Plan 1 includes next-generation protection (antivirus), attack surface reduction rules, and basic endpoint detection and response. Plan 2 adds full EDR, automated investigation and remediation, threat analytics, advanced hunting (180-day retention), and threat & vulnerability management. For SC-900, remember that Plan 2 is the complete solution with all advanced features.

Does Microsoft Defender for Endpoint replace Microsoft Defender Antivirus?

No. Defender for Endpoint includes Microsoft Defender Antivirus as one of its components (next-generation protection). They work together; you cannot have Defender for Endpoint without the antivirus engine. However, you can use a third-party antivirus with Defender for Endpoint, but some features like automatic remediation may be limited.

How does automated investigation work in Defender for Endpoint?

When an alert is triggered, automated investigation begins if enabled.
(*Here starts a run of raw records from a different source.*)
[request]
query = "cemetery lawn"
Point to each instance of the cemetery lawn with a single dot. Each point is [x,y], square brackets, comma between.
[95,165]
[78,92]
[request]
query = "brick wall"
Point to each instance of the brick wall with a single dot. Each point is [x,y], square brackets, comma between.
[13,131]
It runs playbooks to analyze the threat scope (e.g., file reputation, process tree, network connections). It can take actions like quarantining files, killing processes, or isolating devices. The investigation has a 48-hour timeout; if no verdict is reached, it escalates to an analyst. The mode can be 'Full' (auto-remediate) or 'Semi' (require approval for certain actions).
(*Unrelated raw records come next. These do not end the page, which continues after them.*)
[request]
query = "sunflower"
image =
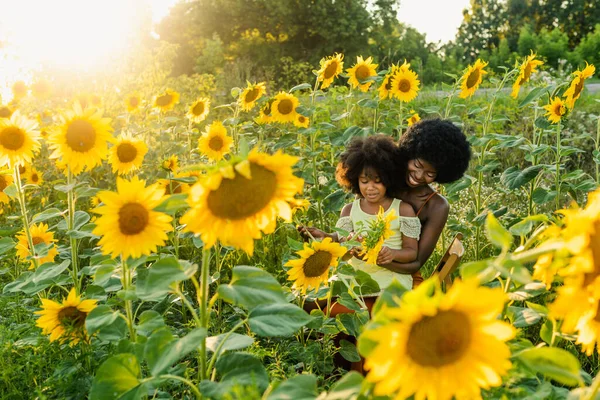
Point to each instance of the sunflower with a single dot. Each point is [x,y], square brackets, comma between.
[362,70]
[66,321]
[576,87]
[284,107]
[5,181]
[171,164]
[472,78]
[251,94]
[82,139]
[439,346]
[242,199]
[133,101]
[199,110]
[311,270]
[166,100]
[127,154]
[301,121]
[19,139]
[128,225]
[378,231]
[5,112]
[39,234]
[34,177]
[556,110]
[214,142]
[385,90]
[266,115]
[19,90]
[170,186]
[42,89]
[331,67]
[527,68]
[405,85]
[413,119]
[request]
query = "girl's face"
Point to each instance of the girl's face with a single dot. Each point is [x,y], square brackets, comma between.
[371,187]
[419,173]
What platforms does Defender for Endpoint support?

Defender for Endpoint supports Windows 7 SP1, 8.1, 10, 11, Windows Server 2008 R2 SP1 and later, macOS (10.15 Catalina and later), Linux (Ubuntu, RHEL, CentOS, etc.), iOS, and Android. However, not all features are available on all platforms. For example, ASR rules are Windows-only, and advanced hunting tables for macOS/Linux are limited.

What is the 'Microsoft 365 Defender' portal?

The Microsoft 365 Defender portal (https://security.microsoft.com) is the unified security operations center for all Microsoft Defender products: Defender for Endpoint, Defender for Office 365, Defender for Identity, and Defender for Cloud Apps. It provides a single view of incidents, alerts, and advanced hunting across the entire organization.

How does Defender for Endpoint integrate with Microsoft Sentinel?

Defender for Endpoint can send alerts to Microsoft Sentinel via the 'Microsoft Defender XDR' connector. This allows security teams to correlate endpoint alerts with other data sources (e.g., firewall logs, Azure AD logs) in Sentinel for advanced SIEM capabilities. Sentinel can also trigger automated responses using playbooks.

What is the purpose of attack surface reduction (ASR) rules?

ASR rules are designed to block common attack techniques used by malware, such as Office apps creating child processes, scripting engines executing downloaded content, or USB devices running suspicious code. They reduce the attack surface by preventing these behaviors. Rules can be set to 'Audit' (log only), 'Block' (prevent), or 'Warn' (prompt user). Default is audit for many rules.